The liquidator's position in Buchler relied particularly on section 175(2)(a), which expressed the expenses of the winding up as a priority within the same section as that which granted the priority creditors a priority over the floating charge holder. Lord Nicholls explained that its wording – that the expenses of the winding up are to rank ahead of the preferential debts – was "only to confirm their priority over the preferential debts when these are being paid in the winding up" out of the uncharged assets of the company. Notably, the Insolvency Act was then amended by section 176ZA to give a liquidator's general expenses priority over the priority creditors to the extent the general assets are insufficient.
It is possible that a similar argument could be proffered in Australia. Meaningfully, section 561 of the Act does not contain a similar provision to that of section 175(2)(a) or, meaningfully, the later amendment to the Insolvency Act, so it would seem even less clear how section 561 contemplates a liquidator's priority to costs outside of Universal Distributing.
The Australian approach
Justice McKerracher in Re Saker  FCA 771 had the opportunity to clarify section 561 in practice.
Both the liquidators and the employees laid claim to a sum of money transferred to the liquidators by the receivers, who had since retired. That sum could not meet both the liquidators' and employees' claims, so the issue of which party had priority under section 561 was critical. Here, the court said, the secured party had already been paid out in full, and had no remaining claim over the proceeds of the secured assets, so "subject to satisfying themselves that section 561… has been complied with," the liquidators could use the funds in order of the priorities in section 556.
This reasoning suggests that a liquidator may have recourse to assets the subject of a circulating security interest for the purpose of applying those funds pursuant to the priority in section 556, including in payment of the liquidator's costs and expenses, but that is contingent on the liquidator being satisfied of the compliance with section 561.
The priority afforded to employee claims in section 561 is only available "so far as the property of a company available for the payment of creditors other than secured creditors is insufficient to meet payment" of those claims. It is an approach that presumably informed the liquidators' concession in Kirman v RWE Robinson & Sons Pty Ltd (in liq)  FCA 372 that there was no basis on which remuneration and expenses not falling within Universal Distributing can be paid out of property subject to a circulating security interest (this however did not form part of the ratio of the Court's decision).
So, an assessment must be made as to the sufficiency of the unencumbered assets of the company to meet the claims of priority creditors, before payments either to the holder of the circulating security or the Employee Priority Claims. But when must the liquidator make this assessment, and what factors are relevant for the liquidator to satisfy themselves of compliance with section 561?

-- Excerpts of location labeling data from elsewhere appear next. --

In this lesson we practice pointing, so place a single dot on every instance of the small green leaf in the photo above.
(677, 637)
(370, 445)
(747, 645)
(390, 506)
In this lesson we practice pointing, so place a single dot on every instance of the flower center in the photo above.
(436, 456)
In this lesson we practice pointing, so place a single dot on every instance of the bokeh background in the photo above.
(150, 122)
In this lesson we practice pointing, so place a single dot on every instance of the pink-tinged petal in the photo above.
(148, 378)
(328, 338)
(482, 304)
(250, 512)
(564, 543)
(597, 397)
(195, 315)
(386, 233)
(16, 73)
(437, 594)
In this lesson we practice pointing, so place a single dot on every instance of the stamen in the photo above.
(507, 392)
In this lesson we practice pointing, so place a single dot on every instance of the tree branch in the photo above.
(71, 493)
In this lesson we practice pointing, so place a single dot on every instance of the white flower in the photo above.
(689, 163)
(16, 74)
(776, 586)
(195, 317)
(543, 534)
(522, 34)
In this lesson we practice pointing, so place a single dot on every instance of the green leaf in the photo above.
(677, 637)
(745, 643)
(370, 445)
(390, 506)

Justice Finkelstein considered this question in Cook v Italiano Family Fruit Company Pty Ltd  FCA 1355, stating:
"In my view, there is to be only one assessment of the sufficiency of a company's assets and that is to be when enough is known about the company's affairs. The assessment must take into account all actual and potential realisations… at the very least, the assessment cannot take place until the value of the priority debts payable under s 561 is known, as well as the value of those priority debts which, under s 556, have precedence over debts payable under s 561..."
In some windings up, it may become obvious at an early stage that there will be a deficiency in the company's free assets. In other windings up, it may take much longer. In those cases the controller of the floating charge assets must make adequate provision for the payment of the priority debts before making any payment to the secured creditor."